Conclusion and prospects

This article generalizes the expression, configurations and biological effects of ANGPT4 in multiple cancers, which are sophisticated and interesting and have remained indistinct to date. Less is known about the roles of ANGPT4 in other characteristics of tumours, such as transcriptional regulation, epigenetic modification, immune escape, protein chemical modification and energy metabolism disorders. Among them, the regulatory role of ANGPT4 in the immune response of cancer should also be taken seriously.

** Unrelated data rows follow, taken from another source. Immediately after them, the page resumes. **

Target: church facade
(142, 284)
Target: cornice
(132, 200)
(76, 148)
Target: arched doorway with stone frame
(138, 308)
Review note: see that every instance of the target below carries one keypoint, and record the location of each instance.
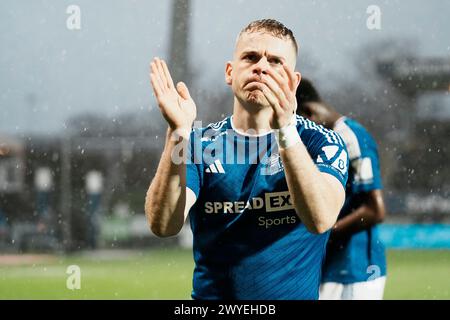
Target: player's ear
(228, 73)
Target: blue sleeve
(193, 176)
(328, 151)
(366, 167)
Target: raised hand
(280, 93)
(175, 103)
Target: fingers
(276, 90)
(183, 91)
(272, 99)
(166, 74)
(282, 82)
(161, 76)
(291, 76)
(157, 82)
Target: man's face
(254, 54)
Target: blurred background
(81, 134)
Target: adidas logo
(215, 167)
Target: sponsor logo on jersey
(272, 202)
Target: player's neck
(255, 121)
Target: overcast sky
(49, 73)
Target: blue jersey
(248, 241)
(360, 257)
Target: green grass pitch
(167, 274)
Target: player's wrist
(176, 133)
(287, 136)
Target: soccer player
(355, 263)
(261, 187)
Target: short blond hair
(272, 27)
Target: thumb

Recently, a study of NK/T-cell lymphoma-associated phagocytic syndrome (NK/T-LAHS) revealed that ANGPT4 plays a significant role in the activation of inflammatory cells in the inflammatory response, possibly by interacting with megakaryocytes to alter alpha granule content and by promoting specific platelet production, thereby promoting inflammation through the secretion of alpha granules containing upregulated platelet factor 4 (PF4) and downregulated platelet-derived growth factors (PDGFs) [22]. The molecular mechanisms of the different effects of ANGPT4 on tumour formation and progression have not been completely determined. Therefore, exploring ANGPT4 and its signalling pathway will help construct a complete cancer signalling network.

Moreover, the mechanism of ANGPT4 overexpression and reactivation in cancer remains uncertain. The upstream factors regulating the activation of ANGPT4 are not consistent across different types of cancer; for example, HIF-1 is correlated with ectopic and reactivated ANGPT4 in renal clear cell carcinoma [25], Hedgehog in prostate tumours [26] and YB-1 in lung non-small cell carcinoma [18]. Hence, understanding the role of ANGPT4 in other genetic or epigenetic modifications that trigger the development and progression of cancer is important for cancer prevention and control. Furthermore, ANGPT4 is one of the targets of antitumour angiogenesis and lymphangiogenesis, and ANGPT4 may also be a therapeutic target for VEGF-targeted drug resistance [21]. ANGPT4 is known to maintain angiogenesis and lymphangiogenesis. Biological behaviours, such as proliferation, metastasis, invasion and recurrence, are affected by neovascularization and disorders of tumour blood vessels and lymphatic vessels. Clarifying the role of ANGPT4 in this context will contribute to the treatment of cancer and the determination of effective cancer biomarkers.